The comment period provides an opportunity for the industry to seek additional clarity on several key points, including the following:

  • The proposed guidance does not address a common industry question, which is whether specialty third-party types (e.g., law firms, appraisers, professional services firms) or affiliate relationships can be managed through targeted risk management programmes specific to those entities but outside the broader TPRM programme. We understand that each of these entity types is included within the broader scope; however, a significant number of banks try to manage these relationships in specific ways outside the scope of the TPRM programme while following the same principles. It would be beneficial for the regulatory bodies to affirm in the proposed guidance whether this is acceptable.
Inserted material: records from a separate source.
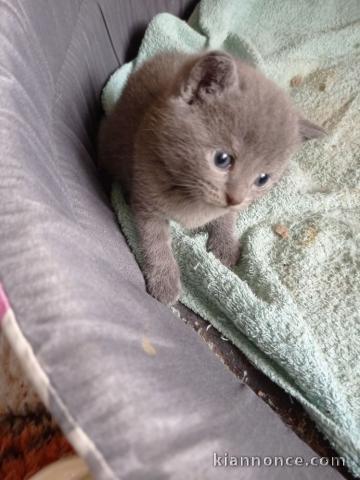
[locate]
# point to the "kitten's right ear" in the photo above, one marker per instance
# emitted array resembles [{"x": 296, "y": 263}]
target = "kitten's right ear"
[
  {"x": 309, "y": 130},
  {"x": 211, "y": 75}
]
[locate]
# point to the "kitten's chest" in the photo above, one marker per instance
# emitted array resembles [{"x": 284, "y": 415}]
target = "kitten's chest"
[{"x": 193, "y": 216}]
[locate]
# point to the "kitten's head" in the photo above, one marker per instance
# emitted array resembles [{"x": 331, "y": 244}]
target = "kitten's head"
[{"x": 225, "y": 132}]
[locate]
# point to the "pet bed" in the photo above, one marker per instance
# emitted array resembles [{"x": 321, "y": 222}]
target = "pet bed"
[{"x": 135, "y": 390}]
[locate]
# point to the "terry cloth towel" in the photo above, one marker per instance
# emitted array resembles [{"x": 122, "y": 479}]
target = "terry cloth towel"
[{"x": 292, "y": 304}]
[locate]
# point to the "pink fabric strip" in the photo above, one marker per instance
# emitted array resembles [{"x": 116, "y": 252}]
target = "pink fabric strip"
[{"x": 4, "y": 303}]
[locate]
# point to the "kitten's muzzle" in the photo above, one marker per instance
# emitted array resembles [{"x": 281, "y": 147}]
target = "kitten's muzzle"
[{"x": 232, "y": 201}]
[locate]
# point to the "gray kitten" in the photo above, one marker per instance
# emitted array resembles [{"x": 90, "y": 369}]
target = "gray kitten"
[{"x": 197, "y": 138}]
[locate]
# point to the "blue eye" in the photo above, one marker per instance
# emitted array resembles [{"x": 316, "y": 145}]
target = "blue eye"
[
  {"x": 223, "y": 160},
  {"x": 262, "y": 179}
]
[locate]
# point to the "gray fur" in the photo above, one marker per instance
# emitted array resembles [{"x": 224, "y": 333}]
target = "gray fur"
[{"x": 176, "y": 111}]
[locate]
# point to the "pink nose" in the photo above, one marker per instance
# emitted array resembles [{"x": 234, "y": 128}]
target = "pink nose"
[{"x": 231, "y": 200}]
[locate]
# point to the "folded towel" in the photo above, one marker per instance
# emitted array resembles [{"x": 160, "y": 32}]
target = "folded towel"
[{"x": 292, "y": 304}]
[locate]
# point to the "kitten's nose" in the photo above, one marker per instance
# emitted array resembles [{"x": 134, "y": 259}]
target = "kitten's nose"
[{"x": 231, "y": 200}]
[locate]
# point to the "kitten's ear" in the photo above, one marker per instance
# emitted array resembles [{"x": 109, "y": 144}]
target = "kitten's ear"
[
  {"x": 309, "y": 130},
  {"x": 212, "y": 74}
]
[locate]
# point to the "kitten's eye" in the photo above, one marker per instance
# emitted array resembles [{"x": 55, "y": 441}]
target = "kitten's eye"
[
  {"x": 262, "y": 179},
  {"x": 223, "y": 160}
]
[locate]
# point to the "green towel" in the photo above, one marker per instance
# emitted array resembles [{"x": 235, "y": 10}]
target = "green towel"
[{"x": 292, "y": 304}]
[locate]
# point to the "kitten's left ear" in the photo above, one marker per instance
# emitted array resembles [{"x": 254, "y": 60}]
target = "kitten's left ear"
[
  {"x": 212, "y": 74},
  {"x": 309, "y": 130}
]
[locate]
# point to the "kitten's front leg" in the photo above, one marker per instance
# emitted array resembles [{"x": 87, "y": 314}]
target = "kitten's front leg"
[
  {"x": 161, "y": 271},
  {"x": 222, "y": 241}
]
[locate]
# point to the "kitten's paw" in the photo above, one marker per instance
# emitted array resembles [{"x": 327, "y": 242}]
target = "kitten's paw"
[
  {"x": 164, "y": 283},
  {"x": 227, "y": 250}
]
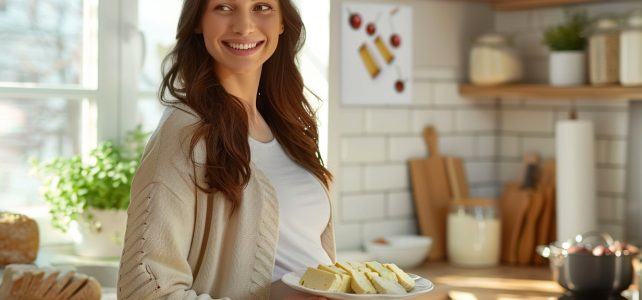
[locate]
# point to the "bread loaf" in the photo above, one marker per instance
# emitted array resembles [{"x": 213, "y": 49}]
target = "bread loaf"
[
  {"x": 19, "y": 239},
  {"x": 28, "y": 282}
]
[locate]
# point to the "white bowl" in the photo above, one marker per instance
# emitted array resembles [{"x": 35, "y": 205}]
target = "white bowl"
[{"x": 405, "y": 251}]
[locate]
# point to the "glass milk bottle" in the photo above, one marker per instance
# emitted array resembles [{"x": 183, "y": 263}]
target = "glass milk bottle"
[
  {"x": 474, "y": 233},
  {"x": 631, "y": 50}
]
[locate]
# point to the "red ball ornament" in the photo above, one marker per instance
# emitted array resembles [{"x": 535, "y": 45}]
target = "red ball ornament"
[
  {"x": 371, "y": 29},
  {"x": 395, "y": 40},
  {"x": 355, "y": 21},
  {"x": 399, "y": 86}
]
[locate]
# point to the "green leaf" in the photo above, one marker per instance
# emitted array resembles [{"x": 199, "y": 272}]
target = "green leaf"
[
  {"x": 102, "y": 180},
  {"x": 569, "y": 36}
]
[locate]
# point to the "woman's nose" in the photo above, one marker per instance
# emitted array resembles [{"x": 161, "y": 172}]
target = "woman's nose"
[{"x": 243, "y": 23}]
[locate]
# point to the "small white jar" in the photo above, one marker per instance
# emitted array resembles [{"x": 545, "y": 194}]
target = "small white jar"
[
  {"x": 494, "y": 60},
  {"x": 474, "y": 233},
  {"x": 631, "y": 50}
]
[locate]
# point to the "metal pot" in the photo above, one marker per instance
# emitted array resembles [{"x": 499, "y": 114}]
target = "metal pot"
[{"x": 584, "y": 274}]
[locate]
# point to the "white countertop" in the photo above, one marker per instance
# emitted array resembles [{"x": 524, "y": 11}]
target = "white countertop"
[{"x": 64, "y": 255}]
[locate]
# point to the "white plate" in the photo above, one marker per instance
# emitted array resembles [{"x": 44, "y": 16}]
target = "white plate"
[{"x": 422, "y": 286}]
  • The proposed guidance presents an opportunity to align on definitions with a key concept of operational resilience. However, the proposed guidance still leverages “Critical Activities” terminology, while the Sound Practices to Strengthen Operational Resilience (federalreserve.gov) guidance uses “Critical Operations” as its key term. In our view, the regulatory bodies should align on this key term to minimise the risk of redundant and potentially conflicting risk management programmes within organisations. The key concept is the same across both and it is important to align on these terms to allow for organisations to train on this concept across their business units and risk management teams.
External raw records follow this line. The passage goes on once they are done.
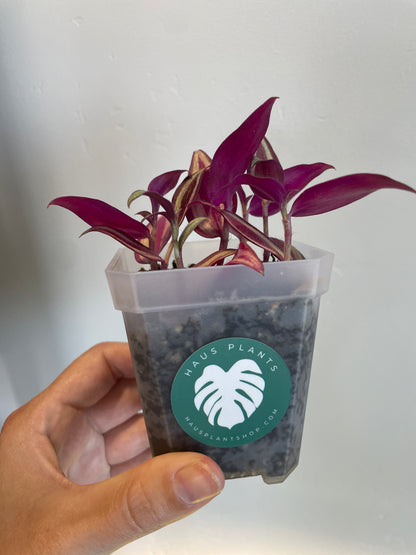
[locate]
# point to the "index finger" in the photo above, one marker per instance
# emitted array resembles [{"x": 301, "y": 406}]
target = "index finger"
[{"x": 92, "y": 375}]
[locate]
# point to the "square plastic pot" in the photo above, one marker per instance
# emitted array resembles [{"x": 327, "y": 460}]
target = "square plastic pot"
[{"x": 171, "y": 315}]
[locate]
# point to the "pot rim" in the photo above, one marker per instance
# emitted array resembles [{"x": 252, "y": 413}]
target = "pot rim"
[{"x": 158, "y": 291}]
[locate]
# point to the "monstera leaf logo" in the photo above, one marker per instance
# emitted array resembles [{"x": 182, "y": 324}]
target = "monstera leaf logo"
[{"x": 229, "y": 398}]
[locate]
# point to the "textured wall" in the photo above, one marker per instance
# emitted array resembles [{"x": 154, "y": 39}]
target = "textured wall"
[{"x": 98, "y": 97}]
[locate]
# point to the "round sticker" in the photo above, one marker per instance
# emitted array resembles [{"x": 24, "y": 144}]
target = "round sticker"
[{"x": 231, "y": 392}]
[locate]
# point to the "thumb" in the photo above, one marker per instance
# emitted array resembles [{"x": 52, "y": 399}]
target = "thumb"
[{"x": 145, "y": 498}]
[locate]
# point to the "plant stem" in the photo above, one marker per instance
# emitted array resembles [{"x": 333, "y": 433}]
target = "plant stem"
[
  {"x": 265, "y": 214},
  {"x": 287, "y": 226}
]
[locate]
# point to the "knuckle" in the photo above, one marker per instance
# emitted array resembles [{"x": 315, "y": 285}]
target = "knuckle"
[{"x": 142, "y": 512}]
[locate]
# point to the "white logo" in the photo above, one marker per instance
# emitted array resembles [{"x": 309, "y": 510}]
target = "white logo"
[{"x": 228, "y": 398}]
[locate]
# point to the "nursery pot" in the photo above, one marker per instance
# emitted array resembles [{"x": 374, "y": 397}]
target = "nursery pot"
[{"x": 222, "y": 355}]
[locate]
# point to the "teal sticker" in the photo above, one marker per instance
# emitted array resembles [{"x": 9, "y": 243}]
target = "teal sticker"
[{"x": 231, "y": 392}]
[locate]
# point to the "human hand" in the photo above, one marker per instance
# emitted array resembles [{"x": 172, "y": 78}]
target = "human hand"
[{"x": 76, "y": 474}]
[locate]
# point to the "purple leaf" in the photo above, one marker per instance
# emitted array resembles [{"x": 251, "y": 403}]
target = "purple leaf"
[
  {"x": 256, "y": 207},
  {"x": 245, "y": 230},
  {"x": 125, "y": 240},
  {"x": 156, "y": 200},
  {"x": 297, "y": 177},
  {"x": 200, "y": 160},
  {"x": 98, "y": 213},
  {"x": 267, "y": 168},
  {"x": 234, "y": 155},
  {"x": 264, "y": 187},
  {"x": 246, "y": 255},
  {"x": 165, "y": 182},
  {"x": 213, "y": 258},
  {"x": 295, "y": 254},
  {"x": 185, "y": 194},
  {"x": 265, "y": 153},
  {"x": 341, "y": 191}
]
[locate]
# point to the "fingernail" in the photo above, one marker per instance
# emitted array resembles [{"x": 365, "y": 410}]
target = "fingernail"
[{"x": 195, "y": 483}]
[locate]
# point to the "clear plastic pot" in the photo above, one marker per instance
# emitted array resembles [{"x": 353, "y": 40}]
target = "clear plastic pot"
[{"x": 175, "y": 320}]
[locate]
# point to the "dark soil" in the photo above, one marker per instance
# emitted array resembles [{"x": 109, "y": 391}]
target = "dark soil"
[{"x": 161, "y": 342}]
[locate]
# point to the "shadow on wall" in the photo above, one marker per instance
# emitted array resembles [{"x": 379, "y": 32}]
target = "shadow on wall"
[{"x": 24, "y": 321}]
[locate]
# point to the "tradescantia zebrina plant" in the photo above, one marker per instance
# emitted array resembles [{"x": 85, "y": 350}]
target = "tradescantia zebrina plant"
[{"x": 223, "y": 196}]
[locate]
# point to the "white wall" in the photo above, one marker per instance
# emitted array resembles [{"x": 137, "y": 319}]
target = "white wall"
[{"x": 98, "y": 97}]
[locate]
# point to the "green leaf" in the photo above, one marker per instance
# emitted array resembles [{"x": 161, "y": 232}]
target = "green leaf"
[{"x": 193, "y": 224}]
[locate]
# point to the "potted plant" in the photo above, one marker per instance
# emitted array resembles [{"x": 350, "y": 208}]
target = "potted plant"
[{"x": 222, "y": 343}]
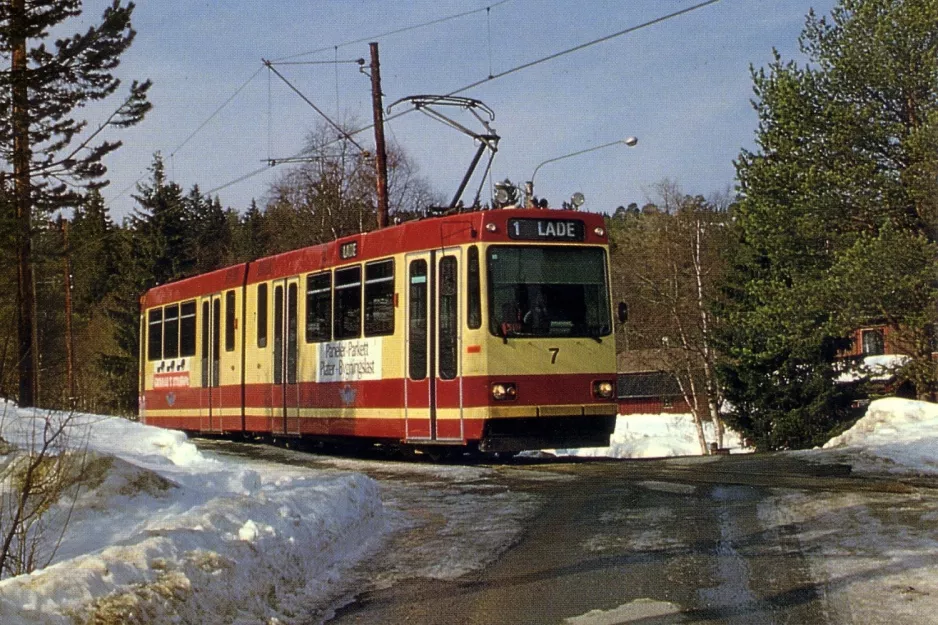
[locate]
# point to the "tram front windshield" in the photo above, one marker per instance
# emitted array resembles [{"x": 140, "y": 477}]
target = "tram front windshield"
[{"x": 549, "y": 291}]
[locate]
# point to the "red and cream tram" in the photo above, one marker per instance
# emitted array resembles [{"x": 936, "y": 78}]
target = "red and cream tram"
[{"x": 488, "y": 330}]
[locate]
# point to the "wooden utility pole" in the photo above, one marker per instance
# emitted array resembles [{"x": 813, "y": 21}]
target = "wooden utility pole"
[
  {"x": 28, "y": 354},
  {"x": 69, "y": 340},
  {"x": 381, "y": 156}
]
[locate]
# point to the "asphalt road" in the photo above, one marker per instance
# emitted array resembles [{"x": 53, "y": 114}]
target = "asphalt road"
[{"x": 669, "y": 541}]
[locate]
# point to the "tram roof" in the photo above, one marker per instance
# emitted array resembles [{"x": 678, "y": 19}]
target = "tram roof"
[{"x": 410, "y": 236}]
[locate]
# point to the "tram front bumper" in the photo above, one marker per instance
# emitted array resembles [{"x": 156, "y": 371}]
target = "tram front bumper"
[{"x": 549, "y": 432}]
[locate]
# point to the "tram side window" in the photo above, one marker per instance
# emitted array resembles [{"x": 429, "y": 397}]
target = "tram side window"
[
  {"x": 379, "y": 298},
  {"x": 229, "y": 321},
  {"x": 155, "y": 334},
  {"x": 318, "y": 307},
  {"x": 262, "y": 315},
  {"x": 417, "y": 320},
  {"x": 347, "y": 314},
  {"x": 171, "y": 331},
  {"x": 187, "y": 329},
  {"x": 474, "y": 296}
]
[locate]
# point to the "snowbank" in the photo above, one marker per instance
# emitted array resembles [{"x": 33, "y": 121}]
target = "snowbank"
[
  {"x": 896, "y": 435},
  {"x": 163, "y": 524},
  {"x": 655, "y": 436}
]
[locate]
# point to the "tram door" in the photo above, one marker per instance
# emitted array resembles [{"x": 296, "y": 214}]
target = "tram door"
[
  {"x": 433, "y": 383},
  {"x": 211, "y": 400},
  {"x": 286, "y": 395}
]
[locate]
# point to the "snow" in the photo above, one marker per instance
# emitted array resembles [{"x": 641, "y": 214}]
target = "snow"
[
  {"x": 655, "y": 436},
  {"x": 163, "y": 523},
  {"x": 165, "y": 520}
]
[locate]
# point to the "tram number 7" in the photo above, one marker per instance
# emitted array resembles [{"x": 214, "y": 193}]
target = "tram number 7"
[{"x": 553, "y": 354}]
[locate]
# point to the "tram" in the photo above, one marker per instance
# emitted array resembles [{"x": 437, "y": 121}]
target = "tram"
[{"x": 490, "y": 331}]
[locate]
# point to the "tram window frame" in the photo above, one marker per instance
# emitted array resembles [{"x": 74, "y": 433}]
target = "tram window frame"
[
  {"x": 171, "y": 331},
  {"x": 418, "y": 316},
  {"x": 448, "y": 318},
  {"x": 155, "y": 338},
  {"x": 473, "y": 289},
  {"x": 187, "y": 326},
  {"x": 230, "y": 320},
  {"x": 319, "y": 307},
  {"x": 263, "y": 301},
  {"x": 379, "y": 298},
  {"x": 347, "y": 303}
]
  • Concentration risks remain a key topic within the proposed guidance. However, a common industry challenge remains unaddressed in that the proposed guidance does not explain the regulators’ expectations for how organisations should measure concentration risk. Including these expectations would allow organisations to build data models and reporting to help oversee and manage those risks.
  • The proposed guidance expects organisations to reassess existing relationships periodically to determine whether the nature of an activity subsequently becomes critical. While the guidance focuses on the critical concept, we believe it’s important to have change management processes in place that address, in real time, changes in the scope of the overall third-party relationship. Fundamentally, a periodic reassessment shouldn’t be required if active monitoring is taking place. If regulatory bodies are going to hold organisations accountable for an annual risk assessment, it would be helpful to clarify this within the proposed guidance. Additionally, while the proposed guidance calls out the ability to change the frequency and type of monitoring, including service-level agreement performance reports, it is important to note that those changes typically are only in place via contract amendments, and therefore, changes as described in the proposed guidance may not be as operationally easy to execute as noted.

In closing

While the proposed guidance reads very similar to previous OCC bulletins, given the interagency nature of this new guidance, one can expect renewed emphasis on third-party risk management in the near future. We recommend that organisations, especially those that are not regulated by the OCC, review the proposed guidance and begin to address these key considerations to address any gaps in their TPRM programmes.